今回の対象は、市民ではなく、市庁舎で働く「全職員」が対象です。また、その内容は「勤務中は昼休みを除いて禁煙とする」などの内容であり、更に「罰則はなく、職員一人ひとりの良識に委ねる」というものです。禁止しているのかしていないのか分からないくらいの緩さです。

煙草は確かに嗜好品かもしれませんが、最近取り沙汰されている受動喫煙の話を出すまでもなく、以前から喫煙者だけでなく周りの人の健康にも悪影響を与えることは、喫煙される方も否定はされないと思います。私は喫煙自体を禁止したいとは思っていません。ただ、不特定多数の人が集まる密閉された(避けることが出来ない)場所においては控えて欲しい、と思っているだけです。ですから、誰にも迷惑をかけない時と場所であれば、思う存分に吸って楽しんで欲しいと思っています。

それなら「昼休み」なら構わないではないか、と言われる方もいるかもしれませんが、そこで受動喫煙の問題が出てきます。吸われている方はあまり気にされていないかもしれませんが、煙草を吸われた後、また喫煙室から出た後というのは息だけでなく、髪も、衣服もしばらくは強い臭いが残ります。これ、幾ら消臭スプレー等を吹きかけても落ちませんし、洗っても完全に落ちることがない。臭いがそれだけしぶとく付着したまま残る、ということは、単に臭いだけでなく有害物質も一度付着したらなかなか落ちない、ということでもあります。

ここで考えてみて欲しいのです。「昼休み」であろうと、更に言えば「通勤時間帯」であろうと、吸ってしまえばしばらくは有害物質と臭いを付着したまま、周りに排出し続けます。ということは、昼休み終了ギリギリまで喫煙していた方は、勤務時間に入っても(今回の研究結果に基づくならば)45分間は有害物質と臭いによる健康への悪影響を他人にも及ぼす、ということです。

市職員の仕事って何でしょうか?

市職員以外に誰とも接することがない仕事であれば、職場環境の問題です。けれど、市役所は全市民と接する可能性のある仕事です。店員さんや、一般の企業の営業の方と同様に「相手のある」仕事です。

「個人の嗜好」であり「個人の権利」であるのであれば、その害も本来であれば「個人で始末する」ものだと思っています。まして勤務時間中です。さらに言えば、今回は対象は「市役所の全職員」です。喫煙によって不特定多数の市民の健康に僅かであったとしても悪影響を与える可能性があるのであれば、それが勤務中であれば喫煙後その影響が消えるまでは一切の接触を禁じても仕方がないのかな、と思っています。

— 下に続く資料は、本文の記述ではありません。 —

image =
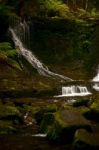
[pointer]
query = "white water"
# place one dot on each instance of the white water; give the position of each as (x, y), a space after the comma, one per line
(96, 86)
(41, 68)
(40, 135)
(74, 91)
(96, 79)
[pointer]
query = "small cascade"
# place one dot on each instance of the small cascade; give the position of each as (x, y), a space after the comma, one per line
(20, 34)
(96, 81)
(74, 91)
(96, 86)
(96, 78)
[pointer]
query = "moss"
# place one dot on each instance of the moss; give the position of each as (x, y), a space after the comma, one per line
(6, 127)
(95, 106)
(6, 110)
(61, 125)
(84, 139)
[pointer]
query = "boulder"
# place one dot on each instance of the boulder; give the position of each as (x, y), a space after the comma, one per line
(86, 140)
(61, 125)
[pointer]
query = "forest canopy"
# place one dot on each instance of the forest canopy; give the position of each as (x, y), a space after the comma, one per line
(82, 9)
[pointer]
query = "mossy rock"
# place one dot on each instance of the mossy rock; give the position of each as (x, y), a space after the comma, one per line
(83, 110)
(61, 125)
(86, 140)
(41, 113)
(95, 106)
(6, 110)
(6, 127)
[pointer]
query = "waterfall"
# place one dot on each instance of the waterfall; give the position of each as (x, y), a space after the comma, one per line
(96, 78)
(74, 91)
(20, 34)
(96, 86)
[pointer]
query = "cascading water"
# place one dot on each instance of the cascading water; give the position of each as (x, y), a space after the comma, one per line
(19, 35)
(96, 81)
(74, 91)
(96, 78)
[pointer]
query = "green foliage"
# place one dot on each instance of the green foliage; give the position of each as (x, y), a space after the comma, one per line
(6, 49)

これは市職員だから、というのではなく、一般の企業でも同様です。

そう考えると今回多くの方が「やりすぎ」と言われている「喫煙後45分間はエレベーターの利用を禁止」、そこまで酷い弾圧なのでしょうか。一般の企業で、一般のお店でこれを行ったら、同様に「人権侵害」と言われるのでしょうか。

もし同様に「個人の権利」であり「嗜好」である飲酒で考えてみたらどうでしょうか?

今回の問題、臭いだけが問題だ、と考えると煙草だけに限らないものになってくるので、また話は別に、またややこしくなってくるとは思うのですが、もしこれが病院だったらどうでしょうか?医師や看護師が感染性のウィルス等を保菌していたら、当然「出勤を禁止」しますよね?

それが極端だと思われるのであれば、同じ「個人の権利」であり「個人の嗜好」でもある飲酒で考えてみて下さい。タクシーの運転手に対して「飲酒後の運転を○時間禁止する」と決めたら(むしろこれはタクシーに限らず法律で既に禁止されていますよね?)、それは冒頭で触れたような人権侵害で差別で弾圧で共産主義のファシズムに向かう息苦しい世の中になるのでしょうか。

私がいつも感じる違和感。なぜ多くの人は喫煙に対しては、その害も含めて寛容になれるだけでなく、少しでも声をあげると却って「人権侵害」と言われてしまうのか。

もちろんこうした表現は確かに極端な例かもしれませんが、権利、差別、弾圧、息苦しさ、といった言葉でなかなか進まない受動喫煙の問題について、もう少し冷静に考えられないものか、とこうした話題が出るたびに強く感じています。